I continued into the dimly lit interior of the building and immediately felt my chest begin to tighten. There it was! That familiar sense of jarring strangeness–times ten. It was everywhere. Human mortality on a scale for which I was not prepared.  But as I walked around and took in the overwhelming number of skeletons (between 40,000 and 60,000), it slowly started to make sense. There was more here than simply the macabre. The anonymity of the individual became apparent. The skull I was looking at could have been a wealthy landowner or a pauper; a pious housewife or an unscrupulous merchant. Here, in death, it made no difference.

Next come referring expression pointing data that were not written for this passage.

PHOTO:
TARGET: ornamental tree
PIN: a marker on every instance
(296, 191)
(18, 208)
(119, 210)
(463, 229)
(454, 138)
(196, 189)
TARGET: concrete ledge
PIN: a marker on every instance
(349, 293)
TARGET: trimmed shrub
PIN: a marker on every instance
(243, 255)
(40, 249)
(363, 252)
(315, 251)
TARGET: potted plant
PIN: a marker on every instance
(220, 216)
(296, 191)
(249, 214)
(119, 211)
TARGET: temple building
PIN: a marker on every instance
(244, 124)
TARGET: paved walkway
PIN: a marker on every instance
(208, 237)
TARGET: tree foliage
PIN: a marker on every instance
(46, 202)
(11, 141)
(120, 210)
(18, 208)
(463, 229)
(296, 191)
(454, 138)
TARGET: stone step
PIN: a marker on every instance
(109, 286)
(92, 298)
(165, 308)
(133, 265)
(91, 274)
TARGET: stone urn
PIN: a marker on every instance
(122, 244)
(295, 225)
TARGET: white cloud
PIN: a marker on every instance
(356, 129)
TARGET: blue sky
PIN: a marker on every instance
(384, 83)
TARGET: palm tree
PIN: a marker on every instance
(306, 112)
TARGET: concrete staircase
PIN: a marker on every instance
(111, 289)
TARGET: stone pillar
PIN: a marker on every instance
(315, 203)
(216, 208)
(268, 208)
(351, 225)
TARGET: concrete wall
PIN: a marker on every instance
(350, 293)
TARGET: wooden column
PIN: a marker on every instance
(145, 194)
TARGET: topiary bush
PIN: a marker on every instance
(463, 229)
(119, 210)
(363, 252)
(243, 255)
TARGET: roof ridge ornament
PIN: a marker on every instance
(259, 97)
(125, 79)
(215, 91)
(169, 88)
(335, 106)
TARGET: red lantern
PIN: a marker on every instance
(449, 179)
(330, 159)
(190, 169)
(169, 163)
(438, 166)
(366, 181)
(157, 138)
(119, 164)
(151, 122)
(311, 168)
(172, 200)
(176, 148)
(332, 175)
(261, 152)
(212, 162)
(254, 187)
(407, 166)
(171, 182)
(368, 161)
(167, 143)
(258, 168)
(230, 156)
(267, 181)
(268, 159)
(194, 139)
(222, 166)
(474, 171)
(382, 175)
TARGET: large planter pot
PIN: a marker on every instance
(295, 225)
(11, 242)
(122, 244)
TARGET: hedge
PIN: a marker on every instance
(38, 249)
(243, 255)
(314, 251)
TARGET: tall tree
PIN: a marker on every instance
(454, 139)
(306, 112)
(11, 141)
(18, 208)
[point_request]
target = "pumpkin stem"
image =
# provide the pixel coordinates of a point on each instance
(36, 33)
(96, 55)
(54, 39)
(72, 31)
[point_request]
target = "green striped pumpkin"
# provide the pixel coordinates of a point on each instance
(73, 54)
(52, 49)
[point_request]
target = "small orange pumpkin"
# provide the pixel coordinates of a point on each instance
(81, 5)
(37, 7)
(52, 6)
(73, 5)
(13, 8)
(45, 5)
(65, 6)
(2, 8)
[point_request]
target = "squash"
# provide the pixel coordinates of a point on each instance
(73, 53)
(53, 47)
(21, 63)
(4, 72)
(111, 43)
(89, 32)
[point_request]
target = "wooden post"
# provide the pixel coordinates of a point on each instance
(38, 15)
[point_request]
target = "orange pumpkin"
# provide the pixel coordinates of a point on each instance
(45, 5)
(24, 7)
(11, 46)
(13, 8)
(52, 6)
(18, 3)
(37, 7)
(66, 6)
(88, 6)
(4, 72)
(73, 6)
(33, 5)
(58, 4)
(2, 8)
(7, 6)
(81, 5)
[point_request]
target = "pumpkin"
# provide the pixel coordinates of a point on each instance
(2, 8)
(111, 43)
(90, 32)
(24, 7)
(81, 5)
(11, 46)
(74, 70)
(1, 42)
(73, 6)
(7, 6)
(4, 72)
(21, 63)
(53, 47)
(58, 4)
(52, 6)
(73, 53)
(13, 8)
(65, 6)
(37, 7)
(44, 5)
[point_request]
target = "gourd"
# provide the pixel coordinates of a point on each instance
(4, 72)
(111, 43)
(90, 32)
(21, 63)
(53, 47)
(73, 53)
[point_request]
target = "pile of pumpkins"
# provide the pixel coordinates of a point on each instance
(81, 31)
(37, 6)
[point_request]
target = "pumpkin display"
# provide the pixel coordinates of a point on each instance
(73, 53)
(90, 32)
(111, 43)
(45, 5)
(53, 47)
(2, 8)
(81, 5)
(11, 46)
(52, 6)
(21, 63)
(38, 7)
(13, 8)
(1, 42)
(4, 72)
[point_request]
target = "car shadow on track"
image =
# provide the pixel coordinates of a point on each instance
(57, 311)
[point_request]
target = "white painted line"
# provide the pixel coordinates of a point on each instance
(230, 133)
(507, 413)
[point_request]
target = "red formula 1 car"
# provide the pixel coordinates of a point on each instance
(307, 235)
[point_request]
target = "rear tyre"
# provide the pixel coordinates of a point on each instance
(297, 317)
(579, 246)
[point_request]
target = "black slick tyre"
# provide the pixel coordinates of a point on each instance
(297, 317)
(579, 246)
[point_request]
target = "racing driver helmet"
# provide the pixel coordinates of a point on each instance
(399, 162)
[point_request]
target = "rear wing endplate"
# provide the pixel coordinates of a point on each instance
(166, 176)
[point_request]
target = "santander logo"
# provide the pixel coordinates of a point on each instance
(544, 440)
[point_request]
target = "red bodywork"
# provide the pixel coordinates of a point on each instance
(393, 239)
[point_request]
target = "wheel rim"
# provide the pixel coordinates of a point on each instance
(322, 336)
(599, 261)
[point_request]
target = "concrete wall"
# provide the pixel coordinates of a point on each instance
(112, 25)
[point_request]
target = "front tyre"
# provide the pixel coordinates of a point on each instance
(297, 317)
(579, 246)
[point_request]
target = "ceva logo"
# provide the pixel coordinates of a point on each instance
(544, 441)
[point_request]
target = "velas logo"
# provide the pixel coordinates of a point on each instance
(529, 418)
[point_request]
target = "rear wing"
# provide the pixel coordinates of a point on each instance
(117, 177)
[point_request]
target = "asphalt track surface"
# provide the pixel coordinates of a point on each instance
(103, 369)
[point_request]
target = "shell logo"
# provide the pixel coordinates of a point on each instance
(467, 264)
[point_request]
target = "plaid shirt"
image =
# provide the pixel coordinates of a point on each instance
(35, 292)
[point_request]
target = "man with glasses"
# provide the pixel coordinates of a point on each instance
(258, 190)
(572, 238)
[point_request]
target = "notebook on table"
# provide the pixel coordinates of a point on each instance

Before God, we all stand as equals–without our titles, our wealth, or our lack thereof. His righteous judgement is based upon another standard altogether–a standard under which we all stand equally guilty. It was here, in the midst of all this death and decay, that I could appreciate anew the depth and breadth of God’s great mercy …”in that while we were yet sinners, Christ died for us.” For in the end, that’s all that matters.

For me, that is the lesson of the Bone Church. And it is one that I am unlikely to forget any time soon.